Propos recueillis par Raphaëlle Bacqué, Thomas Hugues et Stéphane Paoli, publiés dans Le Monde du 12 Décembre 2007
La venue du colonel Kadhafi suscite la polémique jusqu'au sein du gouvernement. Faut-il refuser d'avoir des relations avec un dictateur ?
Si j'avais été président de la République, je n'aurais pas reçu avec le tapis rouge M. Kadhafi. C'est déplacé. Faut-il avoir des relations d'Etat à Etat, y compris avec des régimes dictatoriaux ? La réponse est oui. On ne peut pas faire du commerce uniquement avec des démocraties exemplaires, sinon la balance commerciale serait encore pire que ce qu'elle est. Il y a des échanges commerciaux à avoir avec tous les pays. Mais de là à dérouler le tapis rouge, à recevoir pendant six jours ce monsieur qui était considéré, il y a quelque mois encore, comme un dictateur sanguinaire... J'apprends qu'on va le recevoir à l'Assemblée nationale, qui est, dans le monde, le symbole des droits de l'homme. Je ne suis pas d'accord. Je fais la distinction entre les rapports d'Etat à Etat et cette espèce de super régime donné à Kadhafi qui est absolument inadmissible.
Tony Blair était allé en Libye, Romano Prodi a reçu Kadhafi, les Anglo-Saxons ont des relations diplomatiques suivies avec lui...
Oui, bien sûr. Mais c'est une question de modalités. J'ai l'impression que la France, à travers M. Sarkozy, prend la tête des adorateurs de Kadhafi.
Ne faut-il pas tout faire pour ramener la Libye dans le concert des nations ?

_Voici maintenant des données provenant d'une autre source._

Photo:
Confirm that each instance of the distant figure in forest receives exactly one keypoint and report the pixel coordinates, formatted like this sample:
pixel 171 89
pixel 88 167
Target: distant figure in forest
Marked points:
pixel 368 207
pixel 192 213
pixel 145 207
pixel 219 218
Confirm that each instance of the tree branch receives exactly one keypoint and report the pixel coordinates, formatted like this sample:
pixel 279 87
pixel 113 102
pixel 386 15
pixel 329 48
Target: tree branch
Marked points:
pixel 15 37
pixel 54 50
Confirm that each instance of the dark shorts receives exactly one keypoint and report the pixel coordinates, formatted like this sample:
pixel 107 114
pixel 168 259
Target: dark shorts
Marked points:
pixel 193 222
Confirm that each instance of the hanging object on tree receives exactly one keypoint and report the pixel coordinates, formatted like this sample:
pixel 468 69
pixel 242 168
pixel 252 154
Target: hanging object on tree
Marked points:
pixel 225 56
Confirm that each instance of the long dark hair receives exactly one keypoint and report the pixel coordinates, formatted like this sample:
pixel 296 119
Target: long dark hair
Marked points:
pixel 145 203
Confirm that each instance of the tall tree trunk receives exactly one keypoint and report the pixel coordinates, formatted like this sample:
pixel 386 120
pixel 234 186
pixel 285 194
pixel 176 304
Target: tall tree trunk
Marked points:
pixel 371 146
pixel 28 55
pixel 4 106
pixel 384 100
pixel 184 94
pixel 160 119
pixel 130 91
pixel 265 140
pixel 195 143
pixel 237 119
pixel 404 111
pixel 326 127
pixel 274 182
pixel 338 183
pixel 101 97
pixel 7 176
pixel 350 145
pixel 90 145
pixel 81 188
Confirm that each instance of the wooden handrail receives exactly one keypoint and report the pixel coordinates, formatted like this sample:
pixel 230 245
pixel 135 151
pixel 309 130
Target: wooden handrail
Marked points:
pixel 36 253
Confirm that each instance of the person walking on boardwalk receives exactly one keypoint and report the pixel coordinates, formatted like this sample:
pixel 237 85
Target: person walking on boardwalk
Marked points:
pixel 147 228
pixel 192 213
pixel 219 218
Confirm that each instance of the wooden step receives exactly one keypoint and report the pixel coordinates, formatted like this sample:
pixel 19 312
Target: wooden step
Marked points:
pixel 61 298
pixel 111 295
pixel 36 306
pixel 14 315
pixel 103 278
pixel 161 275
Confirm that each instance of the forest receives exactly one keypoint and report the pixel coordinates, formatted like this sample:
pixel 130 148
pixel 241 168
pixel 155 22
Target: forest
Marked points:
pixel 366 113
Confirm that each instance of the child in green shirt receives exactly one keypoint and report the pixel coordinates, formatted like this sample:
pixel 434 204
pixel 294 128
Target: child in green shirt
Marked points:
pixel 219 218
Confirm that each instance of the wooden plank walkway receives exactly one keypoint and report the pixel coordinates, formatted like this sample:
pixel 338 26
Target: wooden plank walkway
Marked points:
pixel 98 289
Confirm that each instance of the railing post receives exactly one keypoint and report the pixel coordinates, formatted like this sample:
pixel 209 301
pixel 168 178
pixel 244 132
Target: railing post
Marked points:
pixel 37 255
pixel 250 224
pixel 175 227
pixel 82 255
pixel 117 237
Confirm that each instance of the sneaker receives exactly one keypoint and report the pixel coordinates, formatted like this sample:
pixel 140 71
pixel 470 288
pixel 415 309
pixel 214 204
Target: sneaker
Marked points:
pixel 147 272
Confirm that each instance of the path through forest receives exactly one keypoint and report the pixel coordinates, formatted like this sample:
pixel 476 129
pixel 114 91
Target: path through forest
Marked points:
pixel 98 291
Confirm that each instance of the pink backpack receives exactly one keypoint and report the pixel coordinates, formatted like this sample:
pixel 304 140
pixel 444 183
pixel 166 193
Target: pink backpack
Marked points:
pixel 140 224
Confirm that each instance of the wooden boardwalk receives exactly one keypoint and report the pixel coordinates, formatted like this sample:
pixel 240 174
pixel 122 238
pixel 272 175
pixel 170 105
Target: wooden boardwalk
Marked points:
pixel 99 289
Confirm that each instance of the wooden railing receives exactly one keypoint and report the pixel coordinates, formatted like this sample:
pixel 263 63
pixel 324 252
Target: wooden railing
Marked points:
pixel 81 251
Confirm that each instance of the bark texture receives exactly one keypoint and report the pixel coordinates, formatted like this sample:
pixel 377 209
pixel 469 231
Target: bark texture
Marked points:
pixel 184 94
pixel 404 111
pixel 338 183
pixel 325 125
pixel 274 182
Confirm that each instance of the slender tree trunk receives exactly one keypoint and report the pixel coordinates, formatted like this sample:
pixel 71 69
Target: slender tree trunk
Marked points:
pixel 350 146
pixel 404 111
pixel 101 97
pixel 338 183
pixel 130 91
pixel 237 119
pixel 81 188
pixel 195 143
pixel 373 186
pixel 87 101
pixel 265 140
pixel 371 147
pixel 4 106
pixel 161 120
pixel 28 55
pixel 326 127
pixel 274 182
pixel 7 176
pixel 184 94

Il faut ramener la Libye et d'autres pays dans le concert des nations. Mais cela ne veut pas dire qu'il faut se transformer, pour reprendre l'expression de Rama Yade, "en une carpette". Tout n'est pas justifié. (...) Regardez ce drame des infirmières. On dit que M. Kadhafi est extraordinaire puisqu'il a fait libérer les infirmières. Oui, mais il les avait fait emprisonner pendant des années. Alors on va oublier l'emprisonnement, les tortures, les viols pendant des années, parce que, sous la pression, il les a libérées ? Il y a là un confusionnisme total.
Y a-t-il un changement de la politique internationale de la France ?
Quand on regarde les dernières positions prises par M. Sarkozy à propos de l'Iran, l'Afghanistan, de l'OTAN, est-ce que la première rupture n'est pas diplomatique ? (...) J'ai été frappé par le voyage de M. Sarkozy aux Etats-Unis, qui était un succès. Ce voyage a marqué les Américains. Le fait qu'un président de la République soit bien reçu par les Américains, c'est très positif. En même temps, faire un discours devant le Congrès des Etats-Unis, pendant une heure, et ne pas prononcer le mot Irak, pose quand même un problème. (...)
Ségolène Royal vous reproche dans son livre un manque d'engagement à ses côtés dans la campagne présidentielle. Vous sentez-vous coupable ?
Non. Je n'ai pas lu le livre.
Elle évoque une alliance possible avec François Bayrou. Seriez-vous favorable à une alliance avec le MoDem ?
Il faut dire ce que l'on fait et faire ce que l'on dit. Si on avait dit aux militants socialistes que le premier ministre ne serait pas socialiste mais centriste, il y aurait eu quelques hoquets.